Isaac tips his head sideways to look at her. ‘So what would you put on your map, if you had to do one? No thinking it over. First place that comes to mind. Right now.'
Tracing the path of a bird swooping low overhead, Elin thinks. ‘Here,' she says. ‘First place would be here.'
‘The park?'
‘No … well, yes, but a bit more precise than that. I was thinking more about this spot, right here.'
A silence falls, suddenly thick between them. There's so much more she wants to say: about them, their past, her hopes for the future, but she can't quite find the words.
‘Me too,' he says finally. ‘You and me … it's better, isn't it?'
Elin nods, his words summing it up better than hers ever could. It was better.

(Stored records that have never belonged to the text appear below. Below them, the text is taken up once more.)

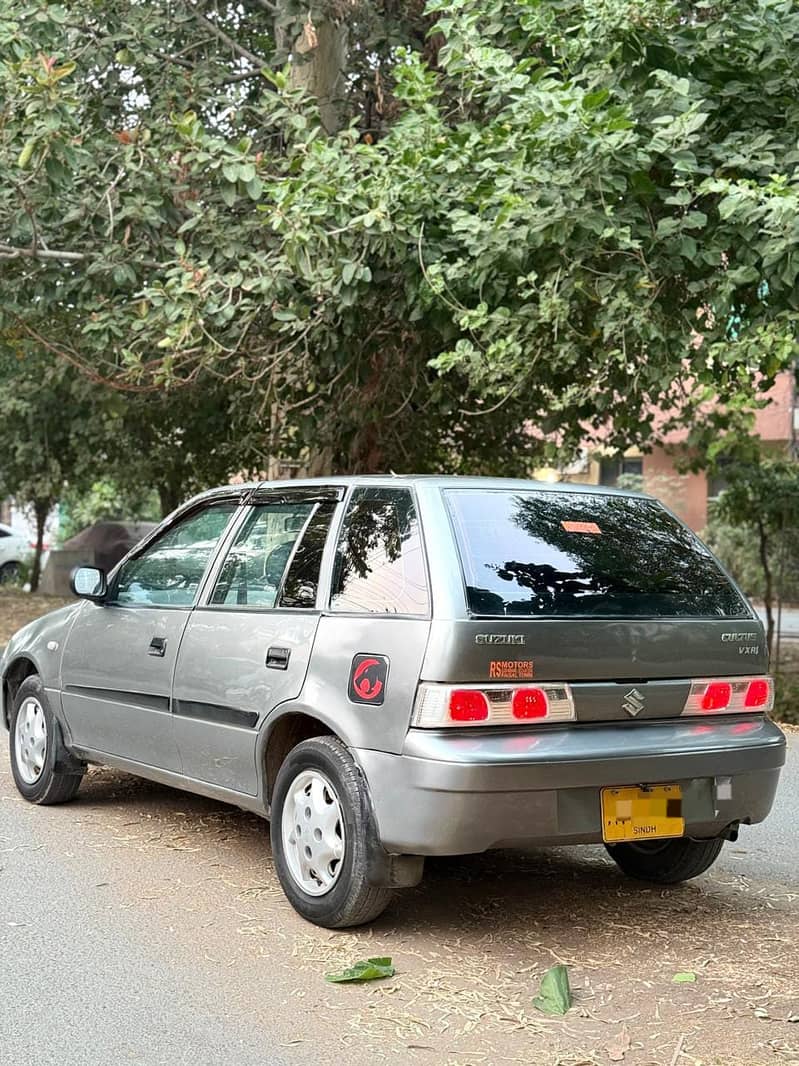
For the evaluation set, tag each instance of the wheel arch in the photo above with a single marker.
(281, 735)
(19, 671)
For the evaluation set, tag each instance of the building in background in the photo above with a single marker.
(687, 495)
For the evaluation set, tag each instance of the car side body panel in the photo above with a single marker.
(380, 724)
(225, 687)
(454, 790)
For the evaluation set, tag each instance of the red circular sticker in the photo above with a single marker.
(368, 678)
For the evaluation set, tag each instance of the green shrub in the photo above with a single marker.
(736, 546)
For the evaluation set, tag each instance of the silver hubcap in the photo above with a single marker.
(313, 833)
(30, 741)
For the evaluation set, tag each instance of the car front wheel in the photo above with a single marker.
(44, 771)
(321, 829)
(666, 861)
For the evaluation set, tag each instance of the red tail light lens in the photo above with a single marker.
(759, 693)
(717, 696)
(492, 705)
(468, 705)
(530, 704)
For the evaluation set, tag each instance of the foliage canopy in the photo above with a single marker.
(556, 213)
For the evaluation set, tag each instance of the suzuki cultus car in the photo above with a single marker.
(393, 667)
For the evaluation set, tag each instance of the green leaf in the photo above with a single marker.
(554, 994)
(373, 969)
(25, 156)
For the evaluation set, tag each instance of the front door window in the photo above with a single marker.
(168, 571)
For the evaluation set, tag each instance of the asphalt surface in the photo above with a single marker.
(100, 963)
(769, 852)
(788, 620)
(82, 982)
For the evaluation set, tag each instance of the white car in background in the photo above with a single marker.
(14, 549)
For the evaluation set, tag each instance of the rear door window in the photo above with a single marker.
(276, 558)
(550, 553)
(379, 562)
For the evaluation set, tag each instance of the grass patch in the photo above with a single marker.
(18, 608)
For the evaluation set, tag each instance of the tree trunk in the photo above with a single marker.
(768, 594)
(319, 59)
(41, 511)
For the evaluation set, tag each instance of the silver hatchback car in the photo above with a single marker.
(393, 667)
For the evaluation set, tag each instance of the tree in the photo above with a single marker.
(528, 216)
(763, 496)
(47, 419)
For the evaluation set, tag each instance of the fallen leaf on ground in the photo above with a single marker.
(373, 969)
(554, 994)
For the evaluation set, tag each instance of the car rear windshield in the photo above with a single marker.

For the first time in a long time, things felt easy between them. It just was , as real and present as the trees and the sky. No sense of something missing or even something found.
Shuffling her chair closer, she lays her head against his shoulder.
His jacket smells like him: like family. Like coming home.
Side by side, they look out over the valley, watching the bird above them doing nothing, going nowhere, turning imperfect circles, wheeling carelessly through the sky.